Reilly, 59, will help Ruesselsheim, Germany-based Opel and its Vauxhall brand in the U.K. develop a long-term strategy while GM looks for a permanent head of its European business, the carmaker said today in a statement.

The executive ran Vauxhall in the late 1990s and led GM's European sales for less than a year before his appointment in 2002 to oversee GM Daewoo Auto & Technology Co. in South Korea. Reilly, who has led GM's international business since July, succeeds Carl-Peter Forster, who stepped down from the Opel post three days after GM decided on Nov. 3 to keep the division instead of selling it to Magna International Inc.

"Slashing costs will be Reilly's main assignment," said Ferdinand Dudenhoeffer, director of the Center for Automotive Research at the University of Duisburg-Essen in western Germany. "He has no choice but to step on the spending brakes."

GM's board agreed to keep full ownership of Opel rather than proceed with the sale of a 55 percent stake to Aurora, Ontario-based Magna, Canada's largest car-parts maker, and Russian partner OAO Sberbank. The reversal angered Opel's unions as well as German politicians, who had lobbied for a transaction with Magna and pledged 4.5 billion euros ($6.7 billion) in government aid.

'Deep Experience'

"With his deep experience with the Opel and Vauxhall brands, Nick is well suited to lead this transition and to work toward the earliest possible normalization of the business," GM Chief Executive Officer Fritz Henderson said in the statement.

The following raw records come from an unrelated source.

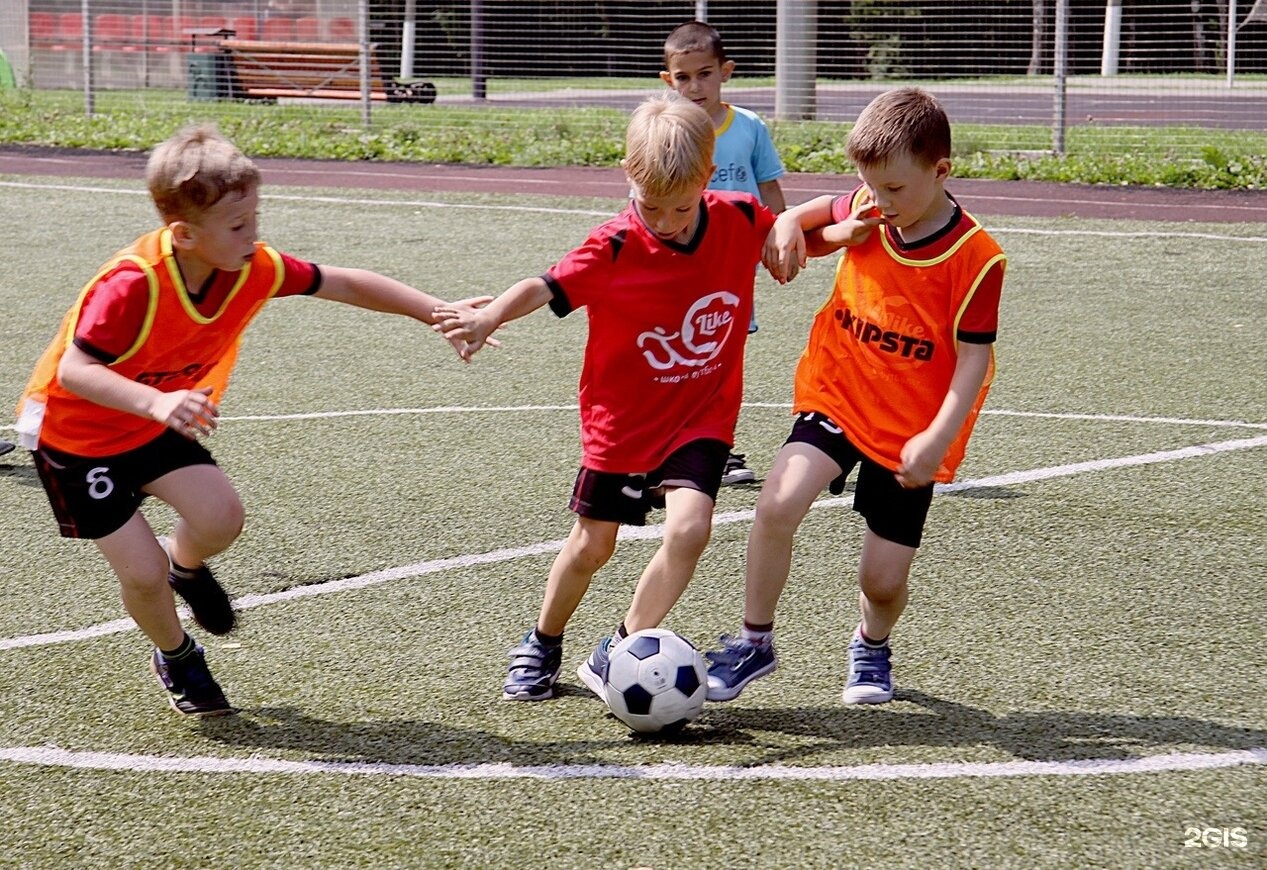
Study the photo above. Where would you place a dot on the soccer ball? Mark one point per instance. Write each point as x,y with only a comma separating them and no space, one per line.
656,680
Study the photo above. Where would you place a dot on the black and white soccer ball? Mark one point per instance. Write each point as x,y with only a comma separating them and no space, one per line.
656,680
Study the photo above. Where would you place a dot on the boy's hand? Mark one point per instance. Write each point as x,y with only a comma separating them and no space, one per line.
920,457
191,413
855,228
466,326
783,253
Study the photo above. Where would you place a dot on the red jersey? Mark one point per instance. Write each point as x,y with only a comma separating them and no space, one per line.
883,348
668,322
137,317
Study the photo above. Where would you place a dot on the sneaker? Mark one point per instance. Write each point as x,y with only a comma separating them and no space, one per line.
534,670
871,676
190,687
736,471
593,673
203,594
736,664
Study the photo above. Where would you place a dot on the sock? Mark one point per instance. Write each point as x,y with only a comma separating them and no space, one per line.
183,651
183,573
759,635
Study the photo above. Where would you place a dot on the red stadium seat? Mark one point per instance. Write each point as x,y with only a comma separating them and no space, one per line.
70,33
43,29
113,33
278,29
308,29
243,27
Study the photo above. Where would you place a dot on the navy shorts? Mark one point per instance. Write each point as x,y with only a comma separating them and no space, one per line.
892,512
96,495
627,498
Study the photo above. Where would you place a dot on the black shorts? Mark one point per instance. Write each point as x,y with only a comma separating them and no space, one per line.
96,495
892,512
627,498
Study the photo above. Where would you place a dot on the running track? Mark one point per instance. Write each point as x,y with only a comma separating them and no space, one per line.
992,198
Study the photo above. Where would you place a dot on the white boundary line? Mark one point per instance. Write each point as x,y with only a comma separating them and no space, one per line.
52,756
542,209
646,532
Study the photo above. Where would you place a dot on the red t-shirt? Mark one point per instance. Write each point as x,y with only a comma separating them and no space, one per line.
668,322
114,310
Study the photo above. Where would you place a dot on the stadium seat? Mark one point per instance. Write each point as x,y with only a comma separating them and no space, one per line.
342,29
70,33
243,27
43,29
113,33
308,29
278,29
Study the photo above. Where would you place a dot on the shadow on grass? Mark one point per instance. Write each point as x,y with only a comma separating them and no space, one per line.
1045,736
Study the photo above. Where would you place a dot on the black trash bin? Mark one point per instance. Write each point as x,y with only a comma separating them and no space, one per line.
208,74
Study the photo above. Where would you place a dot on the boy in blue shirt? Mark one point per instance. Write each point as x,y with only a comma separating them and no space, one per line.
696,66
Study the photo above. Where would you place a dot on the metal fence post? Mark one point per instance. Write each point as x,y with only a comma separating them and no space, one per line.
1059,72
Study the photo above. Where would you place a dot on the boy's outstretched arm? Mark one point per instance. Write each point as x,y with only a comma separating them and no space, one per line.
924,452
473,324
379,293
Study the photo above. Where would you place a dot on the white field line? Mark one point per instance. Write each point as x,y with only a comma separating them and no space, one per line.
653,532
596,213
52,756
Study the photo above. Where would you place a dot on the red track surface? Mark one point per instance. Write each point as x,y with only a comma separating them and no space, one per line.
987,198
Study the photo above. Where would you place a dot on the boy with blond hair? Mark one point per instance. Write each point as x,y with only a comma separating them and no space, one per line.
896,370
133,379
668,286
696,67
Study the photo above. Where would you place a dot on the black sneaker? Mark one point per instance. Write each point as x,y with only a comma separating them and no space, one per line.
207,600
736,471
190,688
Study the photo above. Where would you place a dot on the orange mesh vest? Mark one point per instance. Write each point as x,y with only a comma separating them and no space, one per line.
178,348
882,350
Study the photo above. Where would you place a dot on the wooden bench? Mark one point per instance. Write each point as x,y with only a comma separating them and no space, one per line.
265,70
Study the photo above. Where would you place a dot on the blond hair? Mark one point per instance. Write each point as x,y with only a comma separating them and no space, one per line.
668,146
693,37
194,170
906,120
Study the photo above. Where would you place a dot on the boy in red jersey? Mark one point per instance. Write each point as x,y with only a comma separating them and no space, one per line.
133,379
668,285
892,379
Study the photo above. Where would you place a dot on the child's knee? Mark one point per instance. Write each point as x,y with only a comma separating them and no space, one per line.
688,536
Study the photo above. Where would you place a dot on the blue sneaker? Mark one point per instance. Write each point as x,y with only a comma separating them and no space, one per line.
534,670
871,676
738,664
593,673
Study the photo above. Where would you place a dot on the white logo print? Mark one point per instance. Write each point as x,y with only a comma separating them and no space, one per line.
705,331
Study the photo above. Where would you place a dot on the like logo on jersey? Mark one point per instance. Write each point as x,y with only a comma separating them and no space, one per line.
702,336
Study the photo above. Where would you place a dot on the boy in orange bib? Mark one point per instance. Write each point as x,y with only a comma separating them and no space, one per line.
133,378
891,381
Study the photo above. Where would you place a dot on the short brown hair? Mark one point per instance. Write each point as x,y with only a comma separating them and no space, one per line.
693,37
194,170
668,146
904,120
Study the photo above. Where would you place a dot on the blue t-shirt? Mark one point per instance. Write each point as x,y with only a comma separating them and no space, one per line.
744,153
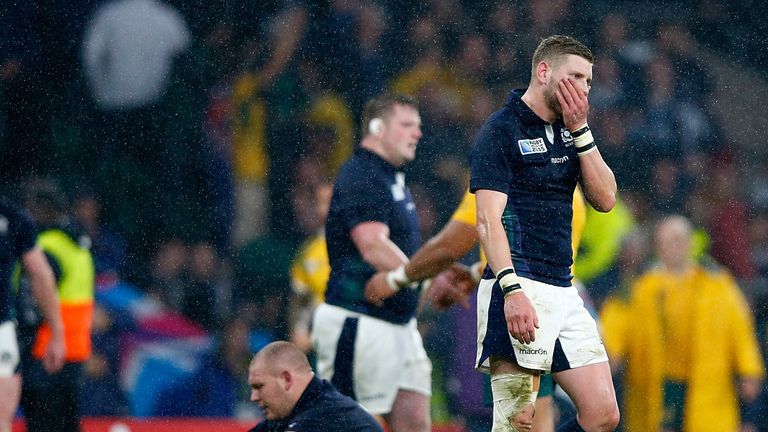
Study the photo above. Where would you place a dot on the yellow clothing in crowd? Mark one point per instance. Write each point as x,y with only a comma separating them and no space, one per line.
310,270
696,328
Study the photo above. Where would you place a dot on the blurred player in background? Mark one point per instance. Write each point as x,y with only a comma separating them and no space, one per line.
373,351
293,399
17,245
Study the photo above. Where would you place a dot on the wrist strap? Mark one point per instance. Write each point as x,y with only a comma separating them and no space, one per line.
397,279
508,281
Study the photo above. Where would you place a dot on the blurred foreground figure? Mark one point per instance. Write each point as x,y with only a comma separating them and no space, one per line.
17,244
51,401
293,399
526,163
693,353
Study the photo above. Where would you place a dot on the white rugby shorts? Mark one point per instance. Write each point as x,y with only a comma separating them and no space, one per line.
369,359
567,336
9,350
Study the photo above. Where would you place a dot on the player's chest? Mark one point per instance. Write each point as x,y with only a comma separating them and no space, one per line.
545,154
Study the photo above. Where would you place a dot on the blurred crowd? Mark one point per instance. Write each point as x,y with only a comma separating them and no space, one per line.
195,139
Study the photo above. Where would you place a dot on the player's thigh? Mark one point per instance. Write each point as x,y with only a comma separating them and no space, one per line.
328,323
410,411
590,387
543,419
10,389
494,339
579,343
389,358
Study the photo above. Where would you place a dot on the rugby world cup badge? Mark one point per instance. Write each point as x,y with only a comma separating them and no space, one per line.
531,146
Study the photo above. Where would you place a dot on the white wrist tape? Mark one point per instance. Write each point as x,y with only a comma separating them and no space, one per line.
396,279
583,140
508,281
476,271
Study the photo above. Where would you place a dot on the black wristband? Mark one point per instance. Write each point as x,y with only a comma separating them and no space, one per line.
511,288
505,272
586,148
579,132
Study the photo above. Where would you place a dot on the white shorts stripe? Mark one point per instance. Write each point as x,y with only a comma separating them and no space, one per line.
387,357
567,336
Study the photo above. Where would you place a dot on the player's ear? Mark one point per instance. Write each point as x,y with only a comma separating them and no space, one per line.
286,379
543,72
376,126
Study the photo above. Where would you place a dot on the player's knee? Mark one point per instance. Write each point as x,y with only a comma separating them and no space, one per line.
605,419
513,401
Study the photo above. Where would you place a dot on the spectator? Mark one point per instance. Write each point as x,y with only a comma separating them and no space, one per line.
674,379
52,401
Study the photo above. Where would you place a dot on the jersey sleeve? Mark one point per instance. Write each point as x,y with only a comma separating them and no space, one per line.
490,159
466,212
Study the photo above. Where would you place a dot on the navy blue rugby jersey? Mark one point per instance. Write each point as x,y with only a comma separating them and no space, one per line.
321,408
369,189
17,237
535,164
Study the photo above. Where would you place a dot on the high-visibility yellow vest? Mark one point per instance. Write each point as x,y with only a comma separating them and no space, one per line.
75,288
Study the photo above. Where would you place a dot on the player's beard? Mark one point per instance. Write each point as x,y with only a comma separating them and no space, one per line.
550,98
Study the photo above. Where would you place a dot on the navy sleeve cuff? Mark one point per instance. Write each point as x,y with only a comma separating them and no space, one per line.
499,186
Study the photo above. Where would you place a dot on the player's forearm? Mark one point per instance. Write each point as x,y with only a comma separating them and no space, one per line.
493,239
598,182
383,254
454,241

The search for Opel's new chief will take months rather than weeks, without stretching to "a lot of months," Henderson said at a news conference today in Ruesselsheim. The person should speak German and understand European markets, and doesn't have to be from an automaker, he said.

GM's main challenge in Europe is "rebuilding confidence and trust with the workforce and the communities in which we operate," Henderson said.